Marché de 4 tonnes par semaine déjà assuré par la production locale

Le 26 septembre suivant, « Témoignages » avait publié un article intitulé « Endives et champignons : 2,2 millions d’euros aide publique pour tuer la production locale ? ». En effet, contrairement à ce qu’affirmait LM Distribution deux jours plus tôt, la production locale de champignons frais existe à La Réunion, et elle permet à notre île d’être quasiment autosuffisante dans ce domaine. Cette production réunionnaise est assurée depuis 7 ans par Endives Réunion, une société qui n’a, elle, pas bénéficié des aides touchées par le projet de LM Distribution au motif que le marché n’existait pas tout comme les compétences. Ces allégations furent démenties par les faits.
Endives Réunion a réussi à être plus compétitif que les importations, un avantage de 5 euros par tonne. Résultat : la consommation de La Réunion est passée de 2 tonnes par semaine d’importation à 4 tonnes par semaine de production locale.
Depuis, le projet de LM Distribution a poursuivi son chemin. Il est porté par une société dénommée MyCopal, et le chantier de la champignonnière a déjà débuté. Cette information est parvenue à « Témoignages » par le biais de la communication d’une société basée… en Pologne. C’est en effet Agro-Projects qui a été choisie par les bénéficiaires de l’aide publique pour équiper l’usine à champignons. C’est ce qu’explique la société polonaise sur son site web : « Nous fournirons 5 salles de culture d’une superficie totale de 1688 m2, plus : des étagères de culture, des trollies de cueillette, des filets de culture, un système d’irrigation automatique, des lampes LED, des systèmes d’humidification, du refroidissement (y compris des unités de traitement d’air et des modules hydrauliques). » Autrement dit, à part les murs et la charpente, c’est à se demander ce qui ne viendra pas de Pologne. Cette affaire illustre clairement un système en crise sur deux points.
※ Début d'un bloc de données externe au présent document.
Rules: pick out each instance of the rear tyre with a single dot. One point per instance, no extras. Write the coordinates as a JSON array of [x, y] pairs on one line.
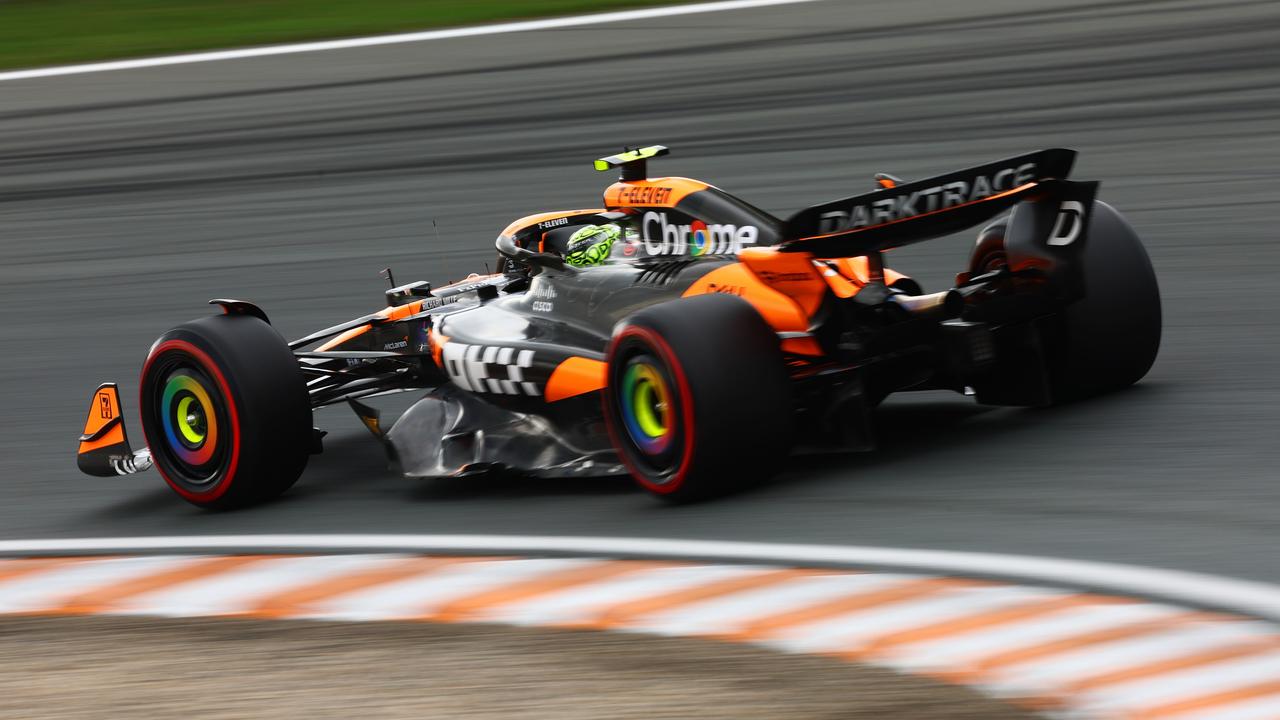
[[1109, 338], [225, 411], [698, 401]]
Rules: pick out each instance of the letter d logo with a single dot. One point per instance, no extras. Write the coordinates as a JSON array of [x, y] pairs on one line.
[[1070, 223]]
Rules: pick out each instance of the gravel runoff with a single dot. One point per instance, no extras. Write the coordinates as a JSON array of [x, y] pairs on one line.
[[142, 668]]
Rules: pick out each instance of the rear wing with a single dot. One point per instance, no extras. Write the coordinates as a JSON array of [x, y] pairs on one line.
[[931, 208]]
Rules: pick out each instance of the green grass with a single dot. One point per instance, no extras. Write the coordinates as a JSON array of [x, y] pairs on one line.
[[50, 32]]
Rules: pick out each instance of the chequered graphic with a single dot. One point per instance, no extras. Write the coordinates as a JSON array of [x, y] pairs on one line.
[[479, 368]]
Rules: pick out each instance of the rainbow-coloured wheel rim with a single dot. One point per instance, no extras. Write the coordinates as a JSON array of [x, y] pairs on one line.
[[190, 419], [647, 409]]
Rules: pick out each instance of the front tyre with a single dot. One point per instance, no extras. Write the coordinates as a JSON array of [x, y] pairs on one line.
[[225, 411], [698, 400]]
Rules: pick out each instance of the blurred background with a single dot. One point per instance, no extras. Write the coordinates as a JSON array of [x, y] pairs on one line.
[[128, 199]]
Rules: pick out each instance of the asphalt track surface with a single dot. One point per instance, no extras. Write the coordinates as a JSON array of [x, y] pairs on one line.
[[128, 199]]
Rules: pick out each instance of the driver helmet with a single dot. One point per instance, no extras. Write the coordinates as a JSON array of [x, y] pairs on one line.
[[590, 245]]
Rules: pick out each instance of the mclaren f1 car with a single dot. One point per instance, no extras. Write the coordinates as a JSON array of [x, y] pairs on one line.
[[700, 345]]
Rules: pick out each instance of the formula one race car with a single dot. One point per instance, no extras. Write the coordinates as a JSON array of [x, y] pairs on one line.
[[693, 343]]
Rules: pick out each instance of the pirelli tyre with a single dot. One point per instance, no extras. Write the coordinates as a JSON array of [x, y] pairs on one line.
[[698, 401], [1109, 338], [225, 411]]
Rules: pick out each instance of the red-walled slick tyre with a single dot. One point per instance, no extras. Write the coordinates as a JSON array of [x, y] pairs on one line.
[[689, 419], [225, 411]]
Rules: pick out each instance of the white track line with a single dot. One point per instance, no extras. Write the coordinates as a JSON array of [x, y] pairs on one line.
[[1194, 588], [497, 28]]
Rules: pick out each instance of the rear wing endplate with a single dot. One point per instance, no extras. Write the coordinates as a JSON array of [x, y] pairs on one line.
[[929, 208]]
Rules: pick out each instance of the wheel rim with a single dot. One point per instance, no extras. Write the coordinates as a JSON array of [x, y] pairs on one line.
[[647, 409], [192, 418]]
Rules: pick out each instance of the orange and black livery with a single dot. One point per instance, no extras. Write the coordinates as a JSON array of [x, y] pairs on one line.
[[702, 342]]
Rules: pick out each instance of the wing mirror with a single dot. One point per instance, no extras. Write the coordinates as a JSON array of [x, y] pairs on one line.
[[539, 261]]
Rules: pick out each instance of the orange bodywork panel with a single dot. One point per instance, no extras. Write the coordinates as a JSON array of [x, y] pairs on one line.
[[653, 192], [104, 410], [393, 313], [516, 226], [790, 273], [574, 377], [846, 276], [782, 311]]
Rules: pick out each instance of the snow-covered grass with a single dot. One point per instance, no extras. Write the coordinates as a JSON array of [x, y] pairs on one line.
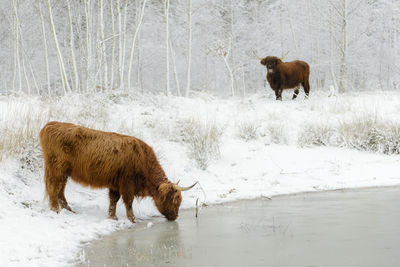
[[237, 148]]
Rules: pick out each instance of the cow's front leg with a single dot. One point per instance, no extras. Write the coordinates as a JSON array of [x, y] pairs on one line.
[[114, 197], [128, 200], [278, 94], [296, 92]]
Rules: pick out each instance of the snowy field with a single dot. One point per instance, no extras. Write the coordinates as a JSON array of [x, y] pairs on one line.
[[236, 148]]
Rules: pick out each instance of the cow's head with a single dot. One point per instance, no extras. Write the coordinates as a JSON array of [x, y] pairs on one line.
[[169, 199], [270, 63]]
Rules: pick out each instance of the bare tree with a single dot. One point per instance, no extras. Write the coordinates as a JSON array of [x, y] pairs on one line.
[[63, 73], [189, 53], [139, 23], [167, 46]]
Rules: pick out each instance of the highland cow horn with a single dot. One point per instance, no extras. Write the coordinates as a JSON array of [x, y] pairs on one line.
[[256, 55], [180, 188]]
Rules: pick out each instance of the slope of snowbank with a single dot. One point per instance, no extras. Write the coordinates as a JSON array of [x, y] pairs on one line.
[[34, 236]]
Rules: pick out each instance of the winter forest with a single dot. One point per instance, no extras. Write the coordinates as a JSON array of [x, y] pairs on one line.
[[184, 77], [179, 47]]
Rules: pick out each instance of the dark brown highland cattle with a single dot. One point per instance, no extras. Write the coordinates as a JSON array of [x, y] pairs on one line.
[[287, 75], [125, 165]]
Quand l’aide publique tue la production locale

Tout d’abord, cette installation vise à produire 4 tonnes par semaine, ce qui amènera donc à un doublement de la production de champignons à La Réunion. Il est clair que la population de notre île ne va pas doubler en quelques années. Qui achètera donc ces champignons ?
Ce n’est pas sans rappeler le précédent de l’abattoir Crète d’Or à l’Etang Salé, visité par Manuel Valls alors Premier ministre en 2015. Cet investissement de 60 millions d’euros avait une capacité représentant plus du double de la consommation en volailles fraîches de La Réunion. Même avec l’intégration d’un nouvel approvisionneur, cet abattoir reste surdimensionné, ce qui signifie donc que de l’argent public a été gaspillé.
Autrement dit, faute d’un marché suffisant pour deux acteurs, ce sont les équilibres financiers du producteur local actuel et de son futur concurrent qui sont d’ores et déjà menacés. Car il semble difficile pour le nouvel arrivant de produire moins cher, sauf à vendre à perte. Ce sont 2,2 millions d’euros de subvention qui risquent bien de tuer la production locale. Car sans cet argent public, LM Distribution se serait-elle engagée à dépenser 3,5 millions d’euros uniquement sur ses fonds propres ?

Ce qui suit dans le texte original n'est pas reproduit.